If that primal energy seems a tad muted on this occasion, the play still very much merits a look-in, not least for a notable British stage debut from Desperate Housewives co-star Ricardo Chavira, inheriting the part that brought Bobby Cannavale a Tony nod on Broadway, and for one of the most seamless amalgams of British and American actors since Matthew Warchus revived Sam Shepard's Buried Child in this same auditorium over a decade ago. Here again is welcome proof that dodgy American accents – take a bow, Alec Newman, the Scotsman here ably stepping into a part originated by, of all people, Chris Rock – would seem to be a thing of the past. 

At the same time, on second exposure to the text, one is aware of a vaguely studied pattern to writing that often repeats or doubles back on itself, one's feeling of Guirgis playing authorial puppeteer amplified by a scenic design from Robert Jones that encases the characters within a lit rectangular frame as if they were so many specimens on display. (One wonders whether Indhu Rubasingham's staging might have been more happily served around the corner in the Dorfman rather than here at the Lyttelton.)

That distancing effect is a shame given that the playwright's compassion – the odd sentimental streak, even – is there to be savoured in Guirgis's anatomy of an addiction-prone assemblage of folk who love as fiercely as they rage. Nor do they have any intention of going gently into the same night that hovers suggestively throughout: as the characters slide into view on one or another movable platform for each scene, they appear out of an inky blackness that would devour a less voluble quintet whole: Oliver Fenwick is the lighting designer. 

The first to go on the verbal rampage is Veronica (Flor De Liz Perez, pictured above), whose opening monologue tips us off at once to the emotional extremes that typify Guirgis-land. Laying comic but also pointed waste to her (unseen) mother's choice of men, Veronica soon directs her coke-fueled energies at longtime boyfriend Jackie (Chavira), an ex-con who looks to be grabbing hold of life afresh – or would be if he weren't done in by suspicion over the unexplained appearance in their Times Square hostelry of a hat that comes to symbolise all manner of betrayals. The handkerchief in Othello is a comparative bagatelle. 

What ensues across nine scenes (no interval) is a round-robin of shifting affections and allegiances that spirals out beyond this sparring duo to take in a second combative couple, Jackie's sponsor Ralph (Newman) and his envenomed wife Victoria (Nathalie Armin), as well as Jackie's fluttery yet fierce cousin, Julio (the priceless Yul Vázquez, the cast's lone hold-over from New York): an apparently pansexual health-food hipster who is no stranger himself to talking the talk. How often have you heard "Van Damme" used as a verb (Vázquez pictured above)?

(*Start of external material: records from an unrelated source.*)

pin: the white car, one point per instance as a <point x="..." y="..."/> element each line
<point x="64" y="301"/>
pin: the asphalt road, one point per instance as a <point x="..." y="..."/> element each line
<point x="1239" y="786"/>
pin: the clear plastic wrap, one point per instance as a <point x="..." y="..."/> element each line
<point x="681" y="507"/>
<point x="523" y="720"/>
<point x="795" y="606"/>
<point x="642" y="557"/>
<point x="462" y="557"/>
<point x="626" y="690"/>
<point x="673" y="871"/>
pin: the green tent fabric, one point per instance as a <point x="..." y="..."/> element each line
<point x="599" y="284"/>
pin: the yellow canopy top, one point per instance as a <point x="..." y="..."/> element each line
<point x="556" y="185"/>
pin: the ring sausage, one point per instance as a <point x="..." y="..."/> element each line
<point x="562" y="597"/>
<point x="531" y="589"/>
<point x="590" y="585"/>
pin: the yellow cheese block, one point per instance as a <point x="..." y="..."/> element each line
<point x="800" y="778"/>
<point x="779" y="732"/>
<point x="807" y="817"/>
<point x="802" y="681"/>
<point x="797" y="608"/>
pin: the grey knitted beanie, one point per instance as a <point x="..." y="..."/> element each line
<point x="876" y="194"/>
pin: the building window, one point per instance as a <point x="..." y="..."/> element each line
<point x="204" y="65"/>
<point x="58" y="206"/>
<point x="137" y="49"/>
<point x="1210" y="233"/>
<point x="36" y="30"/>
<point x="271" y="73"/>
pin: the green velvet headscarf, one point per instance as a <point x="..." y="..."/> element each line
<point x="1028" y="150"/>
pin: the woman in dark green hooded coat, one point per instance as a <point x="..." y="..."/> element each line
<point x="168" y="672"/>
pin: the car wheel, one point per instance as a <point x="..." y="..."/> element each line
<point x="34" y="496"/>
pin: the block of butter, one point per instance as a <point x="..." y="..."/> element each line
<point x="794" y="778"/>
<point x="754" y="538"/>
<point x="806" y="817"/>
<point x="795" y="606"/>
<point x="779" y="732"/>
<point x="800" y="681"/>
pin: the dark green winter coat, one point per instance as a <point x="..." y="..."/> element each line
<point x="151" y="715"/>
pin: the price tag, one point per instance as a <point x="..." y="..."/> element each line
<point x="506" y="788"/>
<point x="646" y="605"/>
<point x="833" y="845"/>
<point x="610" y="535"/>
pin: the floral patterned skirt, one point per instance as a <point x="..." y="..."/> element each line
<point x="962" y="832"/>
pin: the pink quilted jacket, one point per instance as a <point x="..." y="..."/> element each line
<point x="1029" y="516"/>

A bit like the cheerfully sententious Ralph himself, Guirgis has a habit of elaborating his themes ("we're all gonna die anyway," is Ralph's unarguable view of things), and one misses on this occasion the sense of life caught on the lam that coursed through a New York production that was in every way more helpfully in your face – that's to say, not enveloped in the visual limbo on view here. (The sloping platforms are there to reflect the destabilisation of the characters, or so one assumes.)

At the same time, I can't imagine passing up the opportunity to see this cast, Chavira in particular suggesting the manchild that is Bobby in full gun-toting flow, all the while exhibiting stage chops to make one wonder why this TV name isn't a more formidable presence on the American stage. As for the off-colour title, rest assured that even David Mamet in his prime doesn't wield the F-bomb so deftly, and if I lost track after a while of the number of times the expletive is used, one never loses sight of the abiding charity – sweetness, even – that is brought to bear on a feral world. Beneath the mounting and varied betrayals beats a ceaseless heart.


I thought the production was pitch perfect and very moving. Perhaps sitting in Row A of the stalls is the answer to the immediacy problem. Highly appreciated, even by an audience of OAPs.